Variable-rate technology (VRT), where an informed approach is used to address inconsistency across fields, has correspondingly increased (Figure 2). From 2002-13 about half of dealers were offering VRT fertilizer applications, but this increased to 69% in 2015, to 81% in 2017, 88% in 2019 and now is at 89%. VRT seeding recommendations have made a huge jump in the last few years, from 24% in 2013 to 50% in 2015, 56% in 2017, 59% in 2019 and 69% of dealers now offering these services.
This dramatic increase in variable seeding recommendations likely follows changes in planter technology that enabled this, and also the explosion in data service providers, many of these part of agricultural retail companies. Only 27% of dealers indicate they now offer variable-rate pesticide applications, but similar to 2019 half of the dealers foresee they will be offering this in the near future — probably linked to new machine vision technology enabling weed recognition and targeting individual weeds.
In contrast to the data-intense technologies that underlie decision agriculture are a set of automated practices that do not depend on a field’s agronomic characteristics, only a field’s size and shape and where the machine has been. The economic benefits of reducing overlaps and skips, allowing drivers to work longer hours with less fatigue, and to work through dust, fog, and through the night have proven substantial for dealers as well as farmers. The use of guidance technologies by dealers for their custom pesticide and fertilizer applications indicates a maturing market, with 81% of dealers using autoguidance, 56% still using a lightbar, and 94% of those who offer precision services using guidance of any type.
GPS-guided boom section/nozzle controllers on sprayers are used at three-fourths of dealerships (Figure 3). Another guidance-related technology, sprayer turn compensation, is emerging with 31% adoption by dealers, but only up slightly compared to 2017 and 2019. Turn compensation adds value more subtly by helping to reduce over- and under-application rates vs. reducing doubling-up and skips. There are more dealers using telemetry to exchange information among applicators or to/from office locations, and more dealers using GPS fleet management for vehicle logistics and tracking the locations of vehicles.
Data-To-Decision Increase is Encouraging
The biggest news last year was the remarkable uptick in crop management decisions from pooled data, and for the most part this uptick held in 2020. We asked dealers to gauge the influence of data shared among farmers on crop management decisions (Figure 4).

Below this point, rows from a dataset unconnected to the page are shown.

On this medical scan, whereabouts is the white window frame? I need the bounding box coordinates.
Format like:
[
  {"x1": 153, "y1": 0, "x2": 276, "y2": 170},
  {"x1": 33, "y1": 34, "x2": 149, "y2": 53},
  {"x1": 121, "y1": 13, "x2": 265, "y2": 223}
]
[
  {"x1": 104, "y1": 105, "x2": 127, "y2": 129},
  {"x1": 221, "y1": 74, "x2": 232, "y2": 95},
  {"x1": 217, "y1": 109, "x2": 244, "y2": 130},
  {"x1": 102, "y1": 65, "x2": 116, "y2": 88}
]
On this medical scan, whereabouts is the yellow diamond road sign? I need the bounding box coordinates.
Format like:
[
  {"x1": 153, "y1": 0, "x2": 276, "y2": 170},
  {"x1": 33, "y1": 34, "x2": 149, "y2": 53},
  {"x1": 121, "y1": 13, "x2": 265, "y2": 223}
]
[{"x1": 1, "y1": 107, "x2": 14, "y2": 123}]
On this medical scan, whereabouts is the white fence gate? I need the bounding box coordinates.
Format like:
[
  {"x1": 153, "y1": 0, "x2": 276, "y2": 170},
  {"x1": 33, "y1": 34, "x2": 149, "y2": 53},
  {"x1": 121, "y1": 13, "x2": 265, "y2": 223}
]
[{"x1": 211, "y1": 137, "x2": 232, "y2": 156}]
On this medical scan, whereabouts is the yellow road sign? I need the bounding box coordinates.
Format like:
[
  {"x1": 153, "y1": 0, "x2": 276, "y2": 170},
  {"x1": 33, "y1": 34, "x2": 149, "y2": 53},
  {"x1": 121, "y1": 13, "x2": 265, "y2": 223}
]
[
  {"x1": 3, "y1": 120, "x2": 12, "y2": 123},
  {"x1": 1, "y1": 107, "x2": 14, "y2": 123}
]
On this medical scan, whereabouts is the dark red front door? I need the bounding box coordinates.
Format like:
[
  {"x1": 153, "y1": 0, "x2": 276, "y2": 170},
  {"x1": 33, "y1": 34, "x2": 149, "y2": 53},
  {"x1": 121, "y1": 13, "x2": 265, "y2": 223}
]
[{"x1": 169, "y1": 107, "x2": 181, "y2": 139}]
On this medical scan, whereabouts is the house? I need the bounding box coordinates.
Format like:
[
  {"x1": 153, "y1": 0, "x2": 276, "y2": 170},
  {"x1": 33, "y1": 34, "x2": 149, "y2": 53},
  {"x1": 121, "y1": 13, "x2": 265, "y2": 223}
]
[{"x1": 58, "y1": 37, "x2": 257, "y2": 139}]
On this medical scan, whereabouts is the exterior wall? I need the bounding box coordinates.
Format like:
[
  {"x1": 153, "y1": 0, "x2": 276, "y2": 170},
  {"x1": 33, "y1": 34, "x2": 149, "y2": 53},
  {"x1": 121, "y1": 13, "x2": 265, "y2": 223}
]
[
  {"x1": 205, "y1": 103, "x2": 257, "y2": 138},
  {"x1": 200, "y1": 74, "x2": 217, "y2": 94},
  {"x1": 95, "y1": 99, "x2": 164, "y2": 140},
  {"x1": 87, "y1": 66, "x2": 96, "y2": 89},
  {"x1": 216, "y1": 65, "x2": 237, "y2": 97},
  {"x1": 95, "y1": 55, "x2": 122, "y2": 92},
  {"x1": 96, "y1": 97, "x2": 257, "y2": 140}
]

Pooled data is aggregated from multiple farms, either managed within the dealership or as part of an outside offering.
For crop nutrient decisions, 78% of dealers said phosphorus and potassium decisions were at least somewhat influenced by pooled data, similar to last year but nearly doubling compared to three years ago, and 74% saying nitrogen decisions were being influenced, up from 39% in 2017. Seventy-two percent of dealers indicated pooled data had at least some influence for overall hybrid/variety placement, 61% said it was influencing variable hybrid or variety placement in fields, and 59% said pooled data informed variable planting rate prescriptions, all these nearly doubling compared to three years ago. As mentioned before, some of this is likely driven by an increasing presence of data service providers.
In 2019 less than half of dealers (47%) indicated their company had a customer data privacy statement and/or a data terms and conditions agreement, similar to 2017, but that has inched up to 58% for 2020.
Finally, in the end all of this technology has to eventually pay its own way. This can be done in multiple ways — through returns for that specific activity, but also through reducing the costs to the dealership, as might be the case with guidance, section controllers, or fleet logistics management for custom application services. The value could be indirect, such as enhancing customer relationships or providing a product or service not available from a competitor.
When dealers were asked about profitability of the services they offer, precision soil sampling and VRT fertilizer applications stood out positively from the others (Figure 5), where 85% to 88% of dealers, respectively, indicated a profit or break-even. Notable on the unprofitable side were dealers who offer UAV services, where three-fourths of those with a UAV indicated they were not breaking even or didn’t know, even more negative than recent surveys, and for satellite/aerial imagery where half were not breaking even or didn’t know.